How to characterize self-adjoint operators in terms of orthogonal diagonalizability
In terms of physics, there's a simple reason why you rule out normal operators: physical quantities are things that you can measure. And therefore the corresponding eigenvalues should be real. Normal operators in general admits complex eigenvalues.
If the self-adjoint operator is compact, then you know what the eigenfunctions are (the orthonormal basis you get from the spectral theorem; Kato may have meant his self-adjoint operators to be compact, but I doubt it). In the more general cases, what Kato (I assume) was thinking of is perhaps more along the line of "generalized" eigenfunctions. Two examples:
- On $L^2(\mathbb{R})$, the Laplacian is an unbounded self-adjoint operator (or rather, has a self-adjoint extension yada yada). From solving the ODE, you see that $e^{ikx}$ satisfy $\triangle e^{ikx} = -k^2 e^{ikx}$, so they look loke eigenfunctions, but of course, $e^{ikx}$ is not in $L^2(\mathbb{R})$.
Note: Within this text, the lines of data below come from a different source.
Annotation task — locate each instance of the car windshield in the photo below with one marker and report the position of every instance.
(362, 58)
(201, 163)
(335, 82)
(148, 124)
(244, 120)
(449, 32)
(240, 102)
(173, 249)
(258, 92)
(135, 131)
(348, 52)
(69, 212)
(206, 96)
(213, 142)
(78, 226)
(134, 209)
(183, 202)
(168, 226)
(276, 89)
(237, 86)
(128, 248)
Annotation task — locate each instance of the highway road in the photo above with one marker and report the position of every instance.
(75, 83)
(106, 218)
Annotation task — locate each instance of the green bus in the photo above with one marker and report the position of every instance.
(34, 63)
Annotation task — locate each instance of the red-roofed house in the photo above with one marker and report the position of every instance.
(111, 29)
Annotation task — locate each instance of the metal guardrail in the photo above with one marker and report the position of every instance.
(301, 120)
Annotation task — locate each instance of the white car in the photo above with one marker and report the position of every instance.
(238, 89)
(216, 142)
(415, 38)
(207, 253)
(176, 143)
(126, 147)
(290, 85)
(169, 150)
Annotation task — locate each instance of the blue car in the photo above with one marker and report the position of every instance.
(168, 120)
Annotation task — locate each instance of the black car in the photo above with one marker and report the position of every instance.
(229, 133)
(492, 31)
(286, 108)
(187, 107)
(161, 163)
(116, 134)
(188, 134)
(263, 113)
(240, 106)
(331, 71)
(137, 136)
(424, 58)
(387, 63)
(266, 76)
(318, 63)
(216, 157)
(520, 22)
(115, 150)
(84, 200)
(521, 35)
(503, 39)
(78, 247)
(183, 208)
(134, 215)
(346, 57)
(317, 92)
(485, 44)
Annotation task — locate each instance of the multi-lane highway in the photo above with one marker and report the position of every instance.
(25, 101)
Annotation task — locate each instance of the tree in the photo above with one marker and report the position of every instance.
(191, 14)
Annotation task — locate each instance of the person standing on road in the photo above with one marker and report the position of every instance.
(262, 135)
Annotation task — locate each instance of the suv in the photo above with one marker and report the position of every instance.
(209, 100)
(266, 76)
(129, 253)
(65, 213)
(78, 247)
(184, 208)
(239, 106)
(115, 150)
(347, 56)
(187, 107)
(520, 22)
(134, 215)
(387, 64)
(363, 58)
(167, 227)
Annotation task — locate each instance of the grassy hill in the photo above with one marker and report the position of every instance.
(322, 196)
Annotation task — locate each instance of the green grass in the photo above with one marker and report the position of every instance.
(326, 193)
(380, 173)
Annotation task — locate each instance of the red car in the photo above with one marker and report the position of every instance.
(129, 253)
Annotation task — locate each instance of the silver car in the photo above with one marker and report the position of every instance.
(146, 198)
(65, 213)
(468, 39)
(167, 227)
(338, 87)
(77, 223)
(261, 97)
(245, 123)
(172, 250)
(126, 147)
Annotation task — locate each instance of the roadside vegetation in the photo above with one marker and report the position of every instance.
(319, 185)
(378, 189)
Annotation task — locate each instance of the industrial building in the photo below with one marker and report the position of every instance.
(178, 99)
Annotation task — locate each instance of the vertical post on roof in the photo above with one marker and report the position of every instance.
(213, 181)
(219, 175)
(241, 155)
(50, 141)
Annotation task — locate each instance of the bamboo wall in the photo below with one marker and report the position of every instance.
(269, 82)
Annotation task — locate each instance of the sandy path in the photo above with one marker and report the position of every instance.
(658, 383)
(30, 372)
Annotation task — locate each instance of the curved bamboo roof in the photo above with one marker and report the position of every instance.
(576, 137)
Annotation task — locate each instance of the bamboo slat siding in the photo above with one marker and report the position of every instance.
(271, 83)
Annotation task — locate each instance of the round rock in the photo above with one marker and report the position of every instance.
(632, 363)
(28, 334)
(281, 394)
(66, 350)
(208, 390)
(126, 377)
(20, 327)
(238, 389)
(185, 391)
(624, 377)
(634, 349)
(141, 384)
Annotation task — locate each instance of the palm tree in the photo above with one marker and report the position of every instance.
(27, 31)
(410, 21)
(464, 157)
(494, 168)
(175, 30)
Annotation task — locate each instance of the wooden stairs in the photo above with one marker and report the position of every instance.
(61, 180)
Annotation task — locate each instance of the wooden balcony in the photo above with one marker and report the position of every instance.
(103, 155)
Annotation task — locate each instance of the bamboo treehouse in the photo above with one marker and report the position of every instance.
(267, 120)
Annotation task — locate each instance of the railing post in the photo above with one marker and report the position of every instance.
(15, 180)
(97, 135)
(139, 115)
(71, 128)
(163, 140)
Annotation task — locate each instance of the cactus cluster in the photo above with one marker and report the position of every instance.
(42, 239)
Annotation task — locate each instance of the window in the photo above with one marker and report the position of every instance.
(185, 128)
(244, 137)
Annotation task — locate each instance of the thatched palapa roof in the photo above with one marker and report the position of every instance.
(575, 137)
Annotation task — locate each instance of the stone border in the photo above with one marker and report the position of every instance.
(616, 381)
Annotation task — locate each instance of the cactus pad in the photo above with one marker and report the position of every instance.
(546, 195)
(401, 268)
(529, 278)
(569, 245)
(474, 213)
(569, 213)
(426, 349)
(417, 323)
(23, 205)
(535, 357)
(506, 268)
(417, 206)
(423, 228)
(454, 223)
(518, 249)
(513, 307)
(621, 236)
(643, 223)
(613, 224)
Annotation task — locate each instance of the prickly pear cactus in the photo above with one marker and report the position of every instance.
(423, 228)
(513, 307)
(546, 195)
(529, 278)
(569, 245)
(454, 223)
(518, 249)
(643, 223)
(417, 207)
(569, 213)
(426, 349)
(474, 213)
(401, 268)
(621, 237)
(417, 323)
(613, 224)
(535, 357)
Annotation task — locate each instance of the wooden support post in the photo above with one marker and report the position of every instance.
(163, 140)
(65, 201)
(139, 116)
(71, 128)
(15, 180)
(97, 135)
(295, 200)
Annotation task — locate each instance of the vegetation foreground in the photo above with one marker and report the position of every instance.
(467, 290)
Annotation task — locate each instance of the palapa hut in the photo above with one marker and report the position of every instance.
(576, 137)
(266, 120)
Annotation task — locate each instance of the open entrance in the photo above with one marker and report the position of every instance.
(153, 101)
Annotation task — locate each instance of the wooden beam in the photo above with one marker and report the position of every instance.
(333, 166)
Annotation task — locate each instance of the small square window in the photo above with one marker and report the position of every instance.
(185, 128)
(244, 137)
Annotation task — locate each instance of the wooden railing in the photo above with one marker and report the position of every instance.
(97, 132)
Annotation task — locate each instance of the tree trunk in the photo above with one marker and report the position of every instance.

- On $L^2([0,1])$, the operation $f(x) \mapsto x f(x)$ is bounded and self-adjoint. (But it is not compact.) It is easy to see by inspection that the Dirac distribution $\delta_{x_0}$ "solves" the eigenfunction equation with eigenvalue $x_0$, but of course the delta function is not an element of $L^2$.
In fact, in terms of the measure formulation, the eigenfunctions are precisely objects supported on a point $\lambda$. So if you apply the Lebesgue decomposition theorem, you see that for every $\lambda$ that is in the pure-point part of the measure $P_A$, the characteristic function of $\lambda$ is measurable, and its integral corresponds to a projection onto some subspace of your Hilbert space. Elements of those subspaces are eigenfunctions.
In any case, whenever you see sweeping statements like this made in books or articles, you should always take them with a grain of salt and treat them more like guiding principles rather than precise definitions.